Virginia Tech has created a “Deans’ Energy Task Force” to foster energy scholarship, learning, and outreach. Brad Fenwick, vice president of research, announced the creation of the task force. “Virginia Tech has many initiatives underway that have potential to make knowledge-based contributions to the needs of our nation and the world,” he said.
The task force plays a key role in implementing the university’s strategic plan initiative dealing with energy, materials, and environment, one of four broad areas of discovery that recognizes Tech’s strengths and its ability to address societal needs.
The task force has been active through the summer and has just completed a survey of research, education, and outreach activities related to energy in the areas of policy, economy, infrastructure, the environment, efficiency, fossil fuels, and alternative energy sources. “We are cataloging activity ranging from business models to new technologies,” said Jack Lesko, professor of engineering science and mechanics, who also serves as a faculty administrative fellow in the Office of the Vice President for Research (OVPR).
Richard Hirsh, director of the Consortium for Energy Restructuring, is also an Office of the Vice President for Research fellow providing administrative support for the energy task force.
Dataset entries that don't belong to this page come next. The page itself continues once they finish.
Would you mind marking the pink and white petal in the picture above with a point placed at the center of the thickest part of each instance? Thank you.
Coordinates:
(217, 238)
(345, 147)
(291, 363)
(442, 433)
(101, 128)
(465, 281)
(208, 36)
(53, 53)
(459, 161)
Hirsh is professor of history and science and technology in society at Virginia Tech.
The task force is planning a year-long series of events highlighting Virginia Tech’s energy research capacity and its potential contributions to the state and beyond. It will begin officially in late September or early October with the Deans’ Forum on Energy and Sustainability, which will highlight the work already being performed by university faculty members and students. It will also help researchers connect with others in a way that may encourage increased interdisciplinary work and broader-based studies. “Given the complexity and interrelated and interacting nature of energy research and policy, the goal is to foster the creation of robust internal partnerships to strengthen and expand energy scholarship, learning, and outreach,” said Fenwick.
This first forum will also feature speakers from the Department of Energy, who will describe national initiatives and resources, and other government officials.
The task force will assist in another forum in November that will encourage economic development and promote the use of novel technologies to produce energy and energy efficiency. Ted Settle and Chad Miller of the Virginia Tech Office of Economic Development will head this forum.
“We want to engage people from on and off campus to stimulate new research and interdisciplinary collaboration and form partnerships,” said Lesko.